The present invention relates generally to remote optical measurement probes of the type wherein optical fibers are used to stimulate and collect optical spectra for Raman, fluorescence or other forms of detection and, in particular, to such a probe wherein one or more optical elements are used between the remote ends of the fibers and the sample under investigation to enhance collection efficiency.
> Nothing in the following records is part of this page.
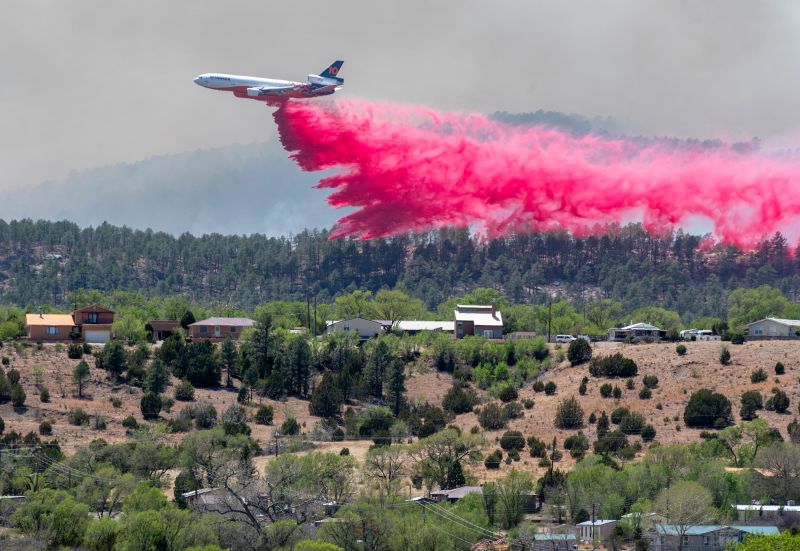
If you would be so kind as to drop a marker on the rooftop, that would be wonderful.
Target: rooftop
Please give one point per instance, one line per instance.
(781, 321)
(480, 314)
(673, 530)
(49, 319)
(598, 522)
(238, 322)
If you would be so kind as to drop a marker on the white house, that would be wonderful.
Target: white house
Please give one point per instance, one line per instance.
(481, 320)
(636, 331)
(773, 327)
(365, 328)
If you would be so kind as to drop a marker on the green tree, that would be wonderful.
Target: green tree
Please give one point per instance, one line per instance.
(157, 377)
(326, 400)
(79, 374)
(230, 359)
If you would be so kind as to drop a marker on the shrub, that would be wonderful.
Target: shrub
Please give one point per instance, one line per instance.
(758, 376)
(507, 393)
(707, 409)
(536, 447)
(569, 414)
(650, 381)
(751, 403)
(615, 365)
(78, 417)
(577, 444)
(17, 396)
(778, 402)
(184, 392)
(130, 423)
(492, 417)
(618, 414)
(513, 410)
(13, 377)
(74, 351)
(150, 405)
(264, 415)
(512, 440)
(99, 422)
(579, 351)
(290, 427)
(632, 423)
(493, 460)
(459, 400)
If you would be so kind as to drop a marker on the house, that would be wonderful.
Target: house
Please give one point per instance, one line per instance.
(602, 529)
(772, 328)
(530, 501)
(778, 515)
(218, 329)
(710, 537)
(481, 320)
(412, 327)
(49, 327)
(366, 329)
(162, 329)
(554, 542)
(455, 494)
(93, 324)
(636, 332)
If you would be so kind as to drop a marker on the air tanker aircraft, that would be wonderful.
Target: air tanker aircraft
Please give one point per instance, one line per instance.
(275, 91)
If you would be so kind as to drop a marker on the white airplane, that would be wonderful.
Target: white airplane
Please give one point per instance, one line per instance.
(275, 91)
Fiber-optic probes make it possible to collect optical information such as Raman spectra without having to place the material being characterized inside a spectrometer housing. Such probes therefore simplify the interfacing of spectroscopic systems to chemical processes, and allow analytical instruments to be located remotely from environments in need of spectroscopic monitoring.
The first remote fiber optic probes for Raman spectroscopy were reported by the McCreery group in the early 1980's. Their design used a single optical fiber to deliver laser light to the sample and a single optical fiber to collect light scattered by the sample. More specifically, divergent laser light from the laser delivery fiber was used to illuminate the sample, and light scattered from the sample within the acceptance cone of the collection fiber was transmitted back to the spectrograph. The efficiency of exciting and collecting Raman photons from any individual point in the sample was poor, but the integrated Raman intensity over the unusually large analysis volume compared favorably with the more traditional imaged illumination and collection configurations.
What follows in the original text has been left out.